The line from West Lake Wales to Frostproof, which extends a distance of about 18 miles, branches off of CSX's Auburndale Subdivision in West Lake Wales. It proceeds east to Lake Wales along a former Seaboard Air Line Railroad (SAL) line. In Lake Wales, the line turns north and connects with the north-south segment of the line, which is a former Atlantic Coast Line Railroad (ACL) line known as the Haines City Branch. From here, the line continues south for the remaining 14 miles to Frostproof. Since the junction between the two segments in Lake Wales is oriented north, a run-around track just before the junction is used to move locomotives to the opposite end of the trains. Trains are then backed onto the north-south segment so they can proceed south with the locomotive on the front.

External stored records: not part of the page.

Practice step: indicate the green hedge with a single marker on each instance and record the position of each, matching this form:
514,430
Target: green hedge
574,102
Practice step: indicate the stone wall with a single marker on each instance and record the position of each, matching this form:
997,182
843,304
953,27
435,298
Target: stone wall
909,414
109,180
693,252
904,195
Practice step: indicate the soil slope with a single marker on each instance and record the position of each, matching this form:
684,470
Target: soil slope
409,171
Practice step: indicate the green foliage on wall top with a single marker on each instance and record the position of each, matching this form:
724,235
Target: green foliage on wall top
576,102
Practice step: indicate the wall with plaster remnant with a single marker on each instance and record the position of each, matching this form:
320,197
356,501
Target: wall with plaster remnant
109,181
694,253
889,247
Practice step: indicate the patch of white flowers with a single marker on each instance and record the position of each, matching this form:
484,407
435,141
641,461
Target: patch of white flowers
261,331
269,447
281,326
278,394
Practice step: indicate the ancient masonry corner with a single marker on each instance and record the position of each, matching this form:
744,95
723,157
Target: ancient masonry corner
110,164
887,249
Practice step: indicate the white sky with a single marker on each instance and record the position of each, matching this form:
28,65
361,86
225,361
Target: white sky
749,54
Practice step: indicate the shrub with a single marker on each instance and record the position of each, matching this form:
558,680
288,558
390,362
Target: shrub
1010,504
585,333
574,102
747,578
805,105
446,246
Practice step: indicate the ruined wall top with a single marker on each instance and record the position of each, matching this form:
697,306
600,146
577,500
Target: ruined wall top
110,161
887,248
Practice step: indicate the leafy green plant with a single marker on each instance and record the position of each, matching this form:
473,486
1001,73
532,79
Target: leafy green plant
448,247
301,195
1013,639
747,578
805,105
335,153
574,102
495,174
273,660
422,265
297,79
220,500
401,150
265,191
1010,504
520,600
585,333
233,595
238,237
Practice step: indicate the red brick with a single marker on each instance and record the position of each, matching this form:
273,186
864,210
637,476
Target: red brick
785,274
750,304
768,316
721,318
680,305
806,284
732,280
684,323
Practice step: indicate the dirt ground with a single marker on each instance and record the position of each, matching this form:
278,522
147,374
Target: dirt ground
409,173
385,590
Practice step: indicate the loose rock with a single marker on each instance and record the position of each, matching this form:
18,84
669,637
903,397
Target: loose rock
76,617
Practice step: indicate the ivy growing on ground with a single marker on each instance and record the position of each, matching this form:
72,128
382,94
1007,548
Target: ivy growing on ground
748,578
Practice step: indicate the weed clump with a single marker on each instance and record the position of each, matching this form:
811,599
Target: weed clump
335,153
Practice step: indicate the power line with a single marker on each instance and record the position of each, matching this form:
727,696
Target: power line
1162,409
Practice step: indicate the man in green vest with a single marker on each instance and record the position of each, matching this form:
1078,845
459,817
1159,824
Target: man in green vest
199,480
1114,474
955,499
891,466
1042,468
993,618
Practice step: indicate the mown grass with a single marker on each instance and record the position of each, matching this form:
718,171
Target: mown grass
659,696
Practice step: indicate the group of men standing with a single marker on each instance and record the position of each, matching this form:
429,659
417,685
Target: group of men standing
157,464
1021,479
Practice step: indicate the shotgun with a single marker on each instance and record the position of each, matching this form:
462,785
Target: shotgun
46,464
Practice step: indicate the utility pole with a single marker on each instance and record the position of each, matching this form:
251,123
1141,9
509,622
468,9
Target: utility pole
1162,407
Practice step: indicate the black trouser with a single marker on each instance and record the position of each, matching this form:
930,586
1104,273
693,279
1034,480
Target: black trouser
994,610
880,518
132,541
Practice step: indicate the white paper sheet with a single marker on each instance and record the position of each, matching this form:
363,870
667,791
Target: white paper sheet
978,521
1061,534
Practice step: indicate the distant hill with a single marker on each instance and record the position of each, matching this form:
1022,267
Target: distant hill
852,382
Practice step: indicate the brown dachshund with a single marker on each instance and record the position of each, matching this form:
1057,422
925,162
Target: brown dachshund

The line notably serves citrus fields and a Lowe's distribution center at the terminus in Frostproof.

The interchange between CSX and the Florida Midland takes place on a small yard track in West Lake Wales. The Florida Midland Railroad also has trackage rights on a small section of CSX's Auburndale Subdivision to facilitate the interchange.

===History===
The east-west segment of the line was built by the Seaboard Air Line Railroad in 1916, which was part of a line that originally extended from Bartow and continued west to Alcoma, Hesperides, and Walinwa. The north-south segment of the line from Lake Wales south to Frostproof was built earlier in 1912 by the Atlantic Coast Line Railroad. It is a discontinuous segment of track that was once the Atlantic Coast Line's Haines City Branch, which historically extended as far south as Everglades City.

The Atlantic Coast Line and Seaboard Air Line merged in 1967 into the Seaboard Coast Line Railroad, which led to consolidation of the two networks and the abandonment of redundant trackage in the 1970s, reducing the line to its current length. Seaboard Coast Line became CSX in 1980, six years before Florida Midland Railroad began operating over the line.

==Winter Haven Line==

The Florida Midland Railroad also operates a separate 6-mile line in Winter Haven. It branches off CSX's Auburndale Subdivision just south of Winter Haven Amtrak station (about 10 miles north of where the Lake Wales Line branches off the same line). From Winter Haven, it runs southwest to Gordonville (just northeast of Bartow) where it ends. The line notably serves a 24-acre transload facility in Eagle Lake, as well as Bartow Executive Airport.

The Florida Midland Railroad has trackage rights on the Auburndale Subdivision to Winter Haven siding to facilitate the interchange between the two companies.

===History===

The Winter Haven line was originally built in 1884 as the Bartow Branch of the South Florida Railroad (later part of the Plant System and the Atlantic Coast Line Railroad). It historically extended from the South Florida Railroad main line (the current CSX A Line) in Lake Alfred and extended into Bartow. It was abandoned north of Winter Haven to Lake Alfred in the early 1970s and was connected to the current Auburndale Subdivision (a former Seaboard track). The line was severed from Bartow in the 1980s and it now terminates near Gordonville.

==Former Leesburg Line==
The Florida Midland Railroad once operated a third line from Wildwood to Leesburg. Most of the Leesburg line was once the westernmost segment of the Orlando Division of the Florida Central and Peninsular Railroad (later part of the Seaboard Air Line Railroad). The easternmost two miles however were originally part of the Florida Southern Railway (later part of the Atlantic Coast Line Railroad). In 2000, the company petitioned the Surface Transportation Board to abandon the entire Leesburg Branch, which was granted on November 15, 2000. All that remains of the line is a short turning wye in Wildwood.